With equal determination the framers intended that no such assumption
should ever find justification in the organic act, and that if, in the
future, further powers seemed necessary, they should [298 U.S. 238, 294]
be granted by the people in the manner they had provided for amending
that act.’
The determination of
the Framers Convention and the ratifying conventions to preserve
complete and unimpaired state self-government in all matters not
committed to the general government is one of the plainest facts which
emerges from the history of their deliberations. And adherence to that
determination is incumbent equally upon the federal government and the
states. It is safe to say that if, when the Constitution was under
consideration, it had been thought that any such danger lurked behind
its plain words, it would never have been ratified.”
[99]
Ruling: “A.L.A. Schechter Poultry Corporation v. United States.” U.S.
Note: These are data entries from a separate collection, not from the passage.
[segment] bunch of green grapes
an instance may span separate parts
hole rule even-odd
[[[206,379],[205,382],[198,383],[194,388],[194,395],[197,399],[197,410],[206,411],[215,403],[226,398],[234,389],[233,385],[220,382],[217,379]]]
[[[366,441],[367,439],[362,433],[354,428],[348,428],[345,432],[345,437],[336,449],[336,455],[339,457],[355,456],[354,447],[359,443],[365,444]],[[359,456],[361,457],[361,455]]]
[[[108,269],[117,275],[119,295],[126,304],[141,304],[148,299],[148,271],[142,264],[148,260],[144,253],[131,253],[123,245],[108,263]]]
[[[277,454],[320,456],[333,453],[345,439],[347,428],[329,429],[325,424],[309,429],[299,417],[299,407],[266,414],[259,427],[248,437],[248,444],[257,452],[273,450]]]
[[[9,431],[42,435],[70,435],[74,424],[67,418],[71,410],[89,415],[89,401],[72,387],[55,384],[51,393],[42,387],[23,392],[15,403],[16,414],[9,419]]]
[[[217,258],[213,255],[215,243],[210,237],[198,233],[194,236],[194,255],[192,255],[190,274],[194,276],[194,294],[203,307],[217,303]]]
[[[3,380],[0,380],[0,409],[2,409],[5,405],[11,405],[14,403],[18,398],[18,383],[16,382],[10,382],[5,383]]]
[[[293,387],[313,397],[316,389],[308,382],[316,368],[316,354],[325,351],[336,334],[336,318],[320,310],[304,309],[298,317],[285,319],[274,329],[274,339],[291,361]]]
Supreme Court, May 27, 1935. Case 295 U.S. 495. Decided 9-0.
Majority: Hughes, Brandeis, Roberts, Sutherland, Van Devanter,
McReynolds, Butler. Concurring: Cardozo, Stone.
http://caselaw.lp.findlaw.com/scripts/printer_friendly.pl?page=us/295/495.html
Extraordinary
conditions may call for extraordinary remedies. But the argument
necessarily stops short of an attempt to justify action which lies
outside the sphere of constitutional authority. Extraordinary conditions
do not create or enlarge constitutional power. The Constitution
established a national government with powers deemed to be adequate, as
they have proved to be both in war and peace, but these powers of the
national government are limited by the constitutional grants. … Such
assertions of extraconstitutional authority were anticipated and
precluded by the explicit terms of the Tenth Amendment- ‘The powers not
delegated to the United States by the Constitution, nor prohibited by it
to the States, are reserved to the States respectively, or to the
people.’
…
Congress cannot
delegate legislative power to the President to exercise an unfettered
discretion to make whatever laws he thinks may be needed or advisable
for the rehabilitation and expansion of trade or industry. In view of
the scope of that broad declaration and of the nature of the few
restrictions that are imposed, the discretion of the President in
approving or prescribing codes, and thus enacting laws for the
government of trade and industry throughout the country, is virtually
unfettered. We think that the code-making authority thus conferred is an
unconstitutional delegation of legislative power.
…
It is not the province
of the Court to consider the economic advantages or disadvantages of
such a centralized system. It is sufficient to say that the Federal
Constitution does not provide for it
…
Without in any way
disparaging this motive, it is enough to say that the recuperative
efforts of the federal government must be made in a manner consistent
with the authority granted by the Constitution.